This rural idyll was shattered by the outbreak of the civil war in 1642, when John was ten. The war was the culmination of a long-standing dispute between King Charles I and Parliament. Charles believed in the divine right of kings, according to which the monarch received his authority direct from God, and was thus not answerable to institutions run by mere mortals, such as Parliament. The members of Parliament, who were responsible for voting the king his cash, thought otherwise. In fact, the civil war was basically a stand-up fight between the emerging merchantile class in the red corner, with the king and his landed aristocracy in the blue corner. It tore the country apart and was to bring about the first successful revolution in European history.
The Locke family supported the Parliamentarians. The local member of Parliament, Alexander Popham, became colonel of the regional Parliamentary militia and appointed Locke’s father as his captain. Locke’s father left home to join the campaign. After coming across a few unsuspecting Royalist columns, which they quickly put to flight, Colonel Popham’s militia joined up with the Parliamentary army at Devizes. But this time the Royalists were prepared, and in the ensuing rout Locke’s father and Popham were lucky to escape with their lives. After this they “decided to withdraw from the military life” and returned home.
By now the country was in turmoil, and Locke’s family found themselves without means of support. Colonel Popham did his best for his old captain but only managed to secure him a post as the country clerk for sewers (this may well reflect how both these ex-warriors were held in local esteem).
In 1646 Charles I was captured, and three years later he was beheaded. The Commonwealth was established, with Oliver Cromwell soon emerging as its head. Meanwhile Colonel Popham was able to do a further favour for his friend Captain Locke.
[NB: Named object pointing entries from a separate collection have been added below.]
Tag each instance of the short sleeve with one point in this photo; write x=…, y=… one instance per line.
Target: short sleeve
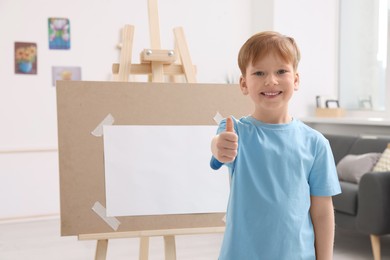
x=323, y=179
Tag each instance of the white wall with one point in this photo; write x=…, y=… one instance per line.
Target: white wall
x=215, y=30
x=314, y=25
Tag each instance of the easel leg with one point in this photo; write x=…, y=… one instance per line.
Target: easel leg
x=101, y=249
x=144, y=248
x=376, y=246
x=170, y=247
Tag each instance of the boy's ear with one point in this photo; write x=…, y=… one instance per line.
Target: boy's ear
x=296, y=81
x=243, y=87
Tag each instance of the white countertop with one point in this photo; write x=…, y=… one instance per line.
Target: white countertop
x=374, y=121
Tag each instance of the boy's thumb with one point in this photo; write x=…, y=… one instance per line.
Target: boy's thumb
x=229, y=125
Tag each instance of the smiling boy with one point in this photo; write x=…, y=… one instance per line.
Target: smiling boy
x=283, y=172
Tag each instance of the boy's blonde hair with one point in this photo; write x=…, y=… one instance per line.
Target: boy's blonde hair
x=263, y=43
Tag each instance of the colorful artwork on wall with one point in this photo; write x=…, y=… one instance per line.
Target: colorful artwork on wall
x=59, y=33
x=65, y=73
x=25, y=58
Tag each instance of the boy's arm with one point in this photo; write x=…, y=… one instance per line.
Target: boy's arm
x=322, y=216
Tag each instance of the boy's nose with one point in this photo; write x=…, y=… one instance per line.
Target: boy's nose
x=271, y=80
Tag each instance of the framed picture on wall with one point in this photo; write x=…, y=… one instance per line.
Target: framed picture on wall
x=59, y=33
x=65, y=73
x=25, y=58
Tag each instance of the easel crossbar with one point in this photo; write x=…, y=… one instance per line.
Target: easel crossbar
x=151, y=233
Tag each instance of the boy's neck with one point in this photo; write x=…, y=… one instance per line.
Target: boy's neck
x=272, y=118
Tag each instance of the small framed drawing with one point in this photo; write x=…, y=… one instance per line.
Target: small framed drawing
x=25, y=58
x=59, y=33
x=65, y=73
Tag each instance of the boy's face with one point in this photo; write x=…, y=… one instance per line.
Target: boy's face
x=270, y=83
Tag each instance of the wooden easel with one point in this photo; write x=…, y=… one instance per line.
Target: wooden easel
x=156, y=63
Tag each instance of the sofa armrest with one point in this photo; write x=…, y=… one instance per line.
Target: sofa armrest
x=374, y=203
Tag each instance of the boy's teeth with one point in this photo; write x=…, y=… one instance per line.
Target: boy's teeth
x=271, y=93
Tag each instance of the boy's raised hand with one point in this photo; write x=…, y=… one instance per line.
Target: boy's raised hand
x=226, y=143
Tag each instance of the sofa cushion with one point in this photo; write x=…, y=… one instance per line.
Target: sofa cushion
x=383, y=164
x=340, y=145
x=346, y=201
x=352, y=166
As a member of Parliament he was allowed to nominate pupils for entry to Westminster School in London, the finest in the land at the time. This favour, which he granted to the son of an obscure impecunious west-country lawyer, was to change John Locke’s life. Without such an education it is doubtful whether Locke would have had the opportunity to realise his exceptional talents.
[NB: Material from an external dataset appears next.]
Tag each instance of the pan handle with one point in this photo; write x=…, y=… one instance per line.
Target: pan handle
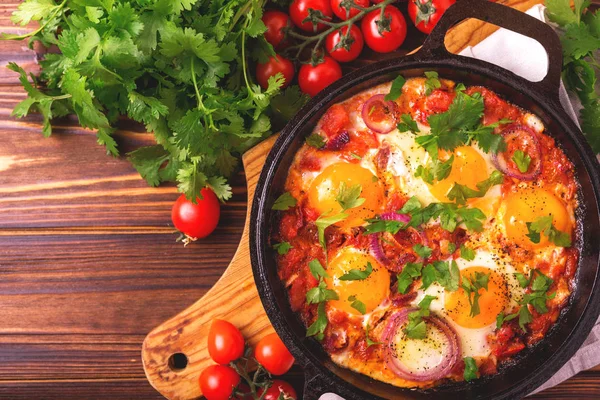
x=505, y=17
Curiously, although Westminster was controlled by a Parliamentary committee, it retained a Royalist headmaster. This was a failed actor called Dr. Busby, renowned for his dramatic and sadistic floggings. According to the poet John Dryden, who was a contemporary of Locke’s at Westminster, “our Master Busby used to whip a boy so long, till he made him a confirmed blockhead.” But the essayist Richard Steele, who was also a pupil, was of the opinion that Busby had “a genius for education.” And, astonishingly, this is the view that has prevailed. Two centuries later the prime minister William Gladstone commended Dr. Busby as “the founder of the public school system.”
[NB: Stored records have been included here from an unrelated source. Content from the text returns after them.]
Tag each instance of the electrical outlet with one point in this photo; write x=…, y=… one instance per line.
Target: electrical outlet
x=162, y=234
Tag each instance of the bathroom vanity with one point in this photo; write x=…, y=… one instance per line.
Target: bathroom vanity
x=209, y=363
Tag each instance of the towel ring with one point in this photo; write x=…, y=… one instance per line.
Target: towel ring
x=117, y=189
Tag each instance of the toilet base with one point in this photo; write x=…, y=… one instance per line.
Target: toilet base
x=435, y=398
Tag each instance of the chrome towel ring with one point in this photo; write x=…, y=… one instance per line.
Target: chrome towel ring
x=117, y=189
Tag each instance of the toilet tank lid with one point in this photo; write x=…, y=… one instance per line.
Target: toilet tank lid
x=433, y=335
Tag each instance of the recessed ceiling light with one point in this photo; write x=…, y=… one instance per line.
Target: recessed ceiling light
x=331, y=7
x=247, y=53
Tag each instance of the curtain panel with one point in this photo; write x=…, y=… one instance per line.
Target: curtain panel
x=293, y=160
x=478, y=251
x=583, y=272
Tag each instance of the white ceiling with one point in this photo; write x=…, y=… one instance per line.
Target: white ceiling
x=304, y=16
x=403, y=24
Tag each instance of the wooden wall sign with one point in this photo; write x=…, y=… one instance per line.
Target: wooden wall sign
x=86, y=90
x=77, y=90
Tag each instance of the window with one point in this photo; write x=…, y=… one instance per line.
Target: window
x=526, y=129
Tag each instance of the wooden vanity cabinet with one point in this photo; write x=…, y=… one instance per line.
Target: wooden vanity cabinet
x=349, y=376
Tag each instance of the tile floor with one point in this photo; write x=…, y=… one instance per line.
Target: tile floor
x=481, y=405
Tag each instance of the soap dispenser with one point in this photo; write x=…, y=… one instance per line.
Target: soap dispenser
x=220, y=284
John Locke was a frail youngster, and the prospect of an encounter with Dr. Busby doubtless stimulated his dormant intellectual faculties to the full. As one of the brightest scholars at Westminster, Locke would certainly have got to know the precocious Dryden, who was already publishing poetry before he left school. Dryden appears to have learned something from his Royalist headmaster’s survival technique – in a school that stood in the very shadow of Parliament, during a time when the king was executed just across Parliament Square in Whitehall. At the age of twenty-six Dryden was to write a heroic tribute to Oliver Cromwell. Two years later, when the monarchy was restored, Dryden composed an equally mellifluous celebration of Charles II, and was later rewarded with the post of poet laureate. While poet laureate he composed a paean to the Anglican church; but when the Catholic James II ascended to the throne he changed his mind, became a Roman Catholic, and wrote an epic celebration of Catholicism. Unfortunately this time he was caught, because a few years later the Protestant King William assumed the throne, and Dryden was stripped of his poet laureateship. All this is far too interesting to have anything to do with John Locke, but it serves to illustrate the frequent (and often dangerous) shifts of political fortune that were to take place during his lifetime.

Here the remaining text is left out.